В оригинале статьи сноски имеют постраничную цифровую нумерацию; я изменил её на звёздочки и переместил примечания под абзацы по техническим причинам. Мои примечания в тексте даны в угловых скобках цветным шрифтом. Цветными цифрами в квадратных скобках обозначены страницы по оригинальной публикации. Явные опечатки последней мною исправлены; за пропущенные и привнесённые мною заранее прошу прощения — пишите на eshi1@mail.ru, буду исправлять. Орфография осовременена, но кое-где я сохранил в орфографии и пунктуации особенности времени и авторского стиля.

 

ГОЛОС МИНУВШЕГО. Журнал истории и истории литературы. (Год издания II)

Под редакцией С. П. Мельгунова и В. И. Семевского.

№ 6. Июнь. 1914.

Читать всю статью в формате PDF (Mб)

 

[с. 5:]

Так выглядит начало публикации в журнале.

 

На заре русского романа.

 

 

Стремление к здоровому реализму и к психологическому анализу, желание пробуждать в читателях «чувства добрые», заступничество за всех униженных и оскорбленных — вот что считается обыкновенно характерными чертами русской литературы XIX века.

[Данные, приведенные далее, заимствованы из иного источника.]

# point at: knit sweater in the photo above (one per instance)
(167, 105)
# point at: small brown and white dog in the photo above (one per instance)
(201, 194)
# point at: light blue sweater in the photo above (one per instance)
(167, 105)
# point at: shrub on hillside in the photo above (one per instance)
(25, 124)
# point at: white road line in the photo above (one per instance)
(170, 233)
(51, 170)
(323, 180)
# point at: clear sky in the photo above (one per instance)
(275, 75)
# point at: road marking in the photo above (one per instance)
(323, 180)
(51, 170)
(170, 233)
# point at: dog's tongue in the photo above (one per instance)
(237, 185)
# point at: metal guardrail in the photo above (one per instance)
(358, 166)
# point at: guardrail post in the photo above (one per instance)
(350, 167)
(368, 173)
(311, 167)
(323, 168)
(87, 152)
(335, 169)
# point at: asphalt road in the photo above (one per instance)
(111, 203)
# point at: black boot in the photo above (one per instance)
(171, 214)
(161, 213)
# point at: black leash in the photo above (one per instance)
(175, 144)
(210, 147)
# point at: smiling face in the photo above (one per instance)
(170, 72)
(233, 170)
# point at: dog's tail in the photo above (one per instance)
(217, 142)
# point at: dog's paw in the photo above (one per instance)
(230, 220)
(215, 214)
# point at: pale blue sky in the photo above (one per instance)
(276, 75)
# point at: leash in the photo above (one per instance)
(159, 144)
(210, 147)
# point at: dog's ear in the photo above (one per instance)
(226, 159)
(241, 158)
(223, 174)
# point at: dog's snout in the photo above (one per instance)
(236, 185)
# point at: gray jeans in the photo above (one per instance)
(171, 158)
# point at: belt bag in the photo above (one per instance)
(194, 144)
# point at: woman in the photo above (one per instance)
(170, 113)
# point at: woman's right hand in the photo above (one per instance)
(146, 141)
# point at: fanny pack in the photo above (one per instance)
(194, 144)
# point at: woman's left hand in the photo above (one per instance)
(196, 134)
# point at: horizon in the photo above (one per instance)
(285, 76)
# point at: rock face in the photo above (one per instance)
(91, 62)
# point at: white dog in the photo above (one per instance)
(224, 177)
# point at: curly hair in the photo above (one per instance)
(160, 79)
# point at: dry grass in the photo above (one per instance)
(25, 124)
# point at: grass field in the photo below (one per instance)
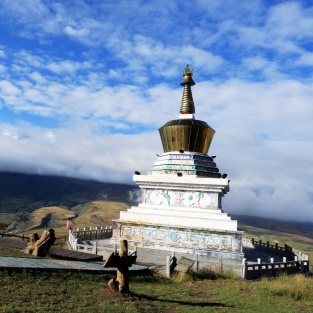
(95, 213)
(31, 291)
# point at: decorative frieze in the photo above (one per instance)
(180, 198)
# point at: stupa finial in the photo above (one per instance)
(187, 105)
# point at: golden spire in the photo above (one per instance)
(187, 105)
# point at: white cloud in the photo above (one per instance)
(100, 79)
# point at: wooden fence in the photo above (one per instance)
(285, 251)
(75, 239)
(293, 262)
(58, 241)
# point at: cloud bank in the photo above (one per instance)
(85, 86)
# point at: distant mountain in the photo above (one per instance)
(24, 192)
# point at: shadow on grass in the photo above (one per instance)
(194, 304)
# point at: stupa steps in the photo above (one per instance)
(185, 221)
(208, 214)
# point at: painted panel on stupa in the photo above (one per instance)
(222, 242)
(193, 199)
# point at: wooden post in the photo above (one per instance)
(122, 261)
(196, 265)
(168, 266)
(244, 268)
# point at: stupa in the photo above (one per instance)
(181, 208)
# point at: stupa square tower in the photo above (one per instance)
(181, 208)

Эти черты были унаследованы от писателей предыдущей эпохи. Не посчастливилось этим писателям, — мы говорим в частности о романистах XVIII века, — даже имена их исчезли из памяти людей, не занимающихся специально историей литературы. Специалистам, конечно, известны исследования в этой области, начатые в 1856 г. Благосветловым и закончившиеся в 1910 г. капитальным трудом В. В. Сиповского* «Очерки из истории русского романа» (2 т.т. Спб., 1909—10). Но ни «Сын Отечества», где были напечатаны три статьи Благосветлова, ни специальные издания, в которых появлялись позднейшие работы, ни, главное, сами романы XVIII века, давно ставшие библиографической редкостью, не доступны для широких кругов читающей публики. А между тем эти романы представляют интересные страницы в истории русской литературы и русской общественной мысли.

__________

* Предшественницею г. Сиповского в исследовании старого русского романа является и Н. А. Белозерская в ее труде о Нарежном. — Ред.

 

Первые русские романы XVIII века написаны были в шестидесятых и семидесятых годах этого столетия. Людям [с. 6:] XX века трудно представить себе, что происходило в России в то время. «Просвещение в России до девятнадцатого столетия было уделом одного высшего круга дворянства», говорит в своих записках Д. П. Рунич, родившийся в 1773 году и бывший впоследствии при Александре I управляющим петербургским университетом и учебным округом. «В массе народной все просвещение состояло в умении читать по церковным книгам, и в самом высшем кругу дворянства не все мужчины умели писать. Что же касается до женского пола, то умение читать и писать почиталось вовсе для него ненужным. Домашнее воспитание было так исключительно и редко, что едва относилось к целому обществу, как единица к тысяче»*.

__________

* «Русская Старина», 1896 г. ноябрь, стр. 283.

 

О том, что представляло из себя это воспитание, мы можем судить хотя бы по признаниям Ал. М. Кутузова. Это был один из выдающихся людей XVIII века, друг Новикова и видный член «Дружеского Ученого Общества».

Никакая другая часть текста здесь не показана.